Books & Records: What the Past Year Has Taught Us

This Dechert memo looks back at Delaware opinions on books and records demands in the last year and makes recommendations for drafting minutes and gathering responsive documents. It highlights two recent decisions that show the need to be judicious with any redactions when producing materials.

First, [a decision] criticized a series of relevance redactions that seemed to defy logic, including mid-sentence redactions in apparently responsive paragraphs, redaction of a paragraph in the middle of minutes for a special meeting to address the exact subject of the Section 220 demand, and multiple redactions to a one-page memorandum that also addressed the subject at issue. The Vice Chancellor explained, for example, that “there is no reason to think that the author of the minutes incoherently injected an unrelated topic into an otherwise responsive sentence.” […]

Several months later, the same issue of over-redaction contributed to the Court of Chancery’s denial of a motion to dismiss. Because all substantive discussions of the disputed topic were redacted from board minutes, the Court allowed plaintiffs’ claim to proceed on the inference that the company’s board did not discuss or act on the issue.

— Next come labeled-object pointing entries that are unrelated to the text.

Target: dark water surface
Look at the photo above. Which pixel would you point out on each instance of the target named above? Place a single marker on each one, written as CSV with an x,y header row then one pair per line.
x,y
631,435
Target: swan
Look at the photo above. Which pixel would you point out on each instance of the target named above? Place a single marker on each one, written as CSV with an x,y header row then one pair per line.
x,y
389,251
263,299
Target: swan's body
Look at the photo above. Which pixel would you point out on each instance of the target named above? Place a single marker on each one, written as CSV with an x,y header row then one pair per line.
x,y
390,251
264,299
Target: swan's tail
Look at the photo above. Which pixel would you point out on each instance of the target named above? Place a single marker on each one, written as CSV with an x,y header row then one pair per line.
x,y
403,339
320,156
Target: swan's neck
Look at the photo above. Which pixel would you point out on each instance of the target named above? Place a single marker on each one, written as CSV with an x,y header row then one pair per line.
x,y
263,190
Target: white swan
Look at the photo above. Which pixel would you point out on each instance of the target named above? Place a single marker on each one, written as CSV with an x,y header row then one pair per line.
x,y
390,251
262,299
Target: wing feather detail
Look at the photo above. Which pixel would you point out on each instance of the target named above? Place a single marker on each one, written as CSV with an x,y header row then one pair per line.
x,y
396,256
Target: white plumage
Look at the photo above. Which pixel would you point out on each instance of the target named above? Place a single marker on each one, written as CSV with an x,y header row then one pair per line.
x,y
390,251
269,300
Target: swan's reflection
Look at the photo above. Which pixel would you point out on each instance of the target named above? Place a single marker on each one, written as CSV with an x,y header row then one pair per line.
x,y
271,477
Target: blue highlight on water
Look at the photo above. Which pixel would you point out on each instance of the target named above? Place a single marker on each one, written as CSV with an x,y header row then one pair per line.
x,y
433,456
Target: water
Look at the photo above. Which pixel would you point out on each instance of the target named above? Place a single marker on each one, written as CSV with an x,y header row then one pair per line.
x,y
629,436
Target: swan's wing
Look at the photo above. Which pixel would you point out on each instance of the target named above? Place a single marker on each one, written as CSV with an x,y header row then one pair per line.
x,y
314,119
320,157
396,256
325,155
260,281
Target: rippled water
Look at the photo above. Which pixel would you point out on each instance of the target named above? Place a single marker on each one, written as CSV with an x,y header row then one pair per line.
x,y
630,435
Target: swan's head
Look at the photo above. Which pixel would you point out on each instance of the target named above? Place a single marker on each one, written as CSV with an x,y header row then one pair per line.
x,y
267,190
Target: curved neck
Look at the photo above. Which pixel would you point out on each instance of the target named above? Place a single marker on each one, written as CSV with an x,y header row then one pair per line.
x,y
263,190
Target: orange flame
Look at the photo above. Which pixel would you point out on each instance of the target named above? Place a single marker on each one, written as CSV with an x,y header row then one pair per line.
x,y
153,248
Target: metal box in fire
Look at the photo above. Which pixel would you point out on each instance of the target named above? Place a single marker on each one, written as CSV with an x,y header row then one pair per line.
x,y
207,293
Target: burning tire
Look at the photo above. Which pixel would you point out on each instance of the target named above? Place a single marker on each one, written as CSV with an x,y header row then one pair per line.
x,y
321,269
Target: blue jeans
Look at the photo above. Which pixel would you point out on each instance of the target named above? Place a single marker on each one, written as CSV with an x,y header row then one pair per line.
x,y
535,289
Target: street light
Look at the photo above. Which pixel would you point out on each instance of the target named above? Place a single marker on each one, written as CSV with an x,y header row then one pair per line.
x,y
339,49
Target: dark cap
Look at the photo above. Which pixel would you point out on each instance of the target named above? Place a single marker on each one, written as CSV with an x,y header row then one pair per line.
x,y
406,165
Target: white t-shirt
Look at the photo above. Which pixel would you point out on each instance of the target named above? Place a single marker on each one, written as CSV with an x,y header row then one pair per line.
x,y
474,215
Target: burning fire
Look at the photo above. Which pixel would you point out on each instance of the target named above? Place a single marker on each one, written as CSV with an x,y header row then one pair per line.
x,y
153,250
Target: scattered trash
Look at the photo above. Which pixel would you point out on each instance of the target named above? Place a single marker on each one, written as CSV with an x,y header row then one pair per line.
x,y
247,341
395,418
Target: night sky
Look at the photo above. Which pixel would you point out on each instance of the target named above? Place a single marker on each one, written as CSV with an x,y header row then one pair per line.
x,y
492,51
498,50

Given these recent decisions and others related to the stated purpose and the scope of the request, it makes these suggestions:

– minutes should be drafted to organize like-with-like, include clear headings showing the different topics discussed, and reflect both privileged and business discussions, if any, on the pertinent topics,
– minutes should provide sufficient detail on each item discussed to show that the directors engaged in a discussion on the issue and decided on some further action,
– ideally, the directors will be informed by management, ask questions, deliberate, and exercise their business judgment, and the minutes will reflect that,
– materials considered by the board, such as presentations and reports, can be attached to meeting agendas or minutes, to provide a complete record of each meeting, and
– if redactions are needed, litigation counsel should be judicious in considering what information is redacted in response to a Section 220 demand, and consider carefully whether the reasons for a redaction (particularly based on a lack of relevance) are sufficiently clear from the face of the document so as to avoid any inference that directors did not engage on the topic at issue.

While we’re on the topic, this Sullivan & Cromwell memo discusses a November opinion on Section 220 demands. In Greenlight Capital Offshore Partners, Ltd. v. Brighthouse Financial, Inc. (Del. Ch.; 11/23), the Chancery Court granted a request by a stockholder of a publicly traded company to inspect the books and records of a private subsidiary. The court “held that the private subsidiary’s books and records were within the scope of what could be sought under Section 220, but ordered the company to produce only a limited subset of the requested information, including board minutes and formal communications with the company’s primary regulator.”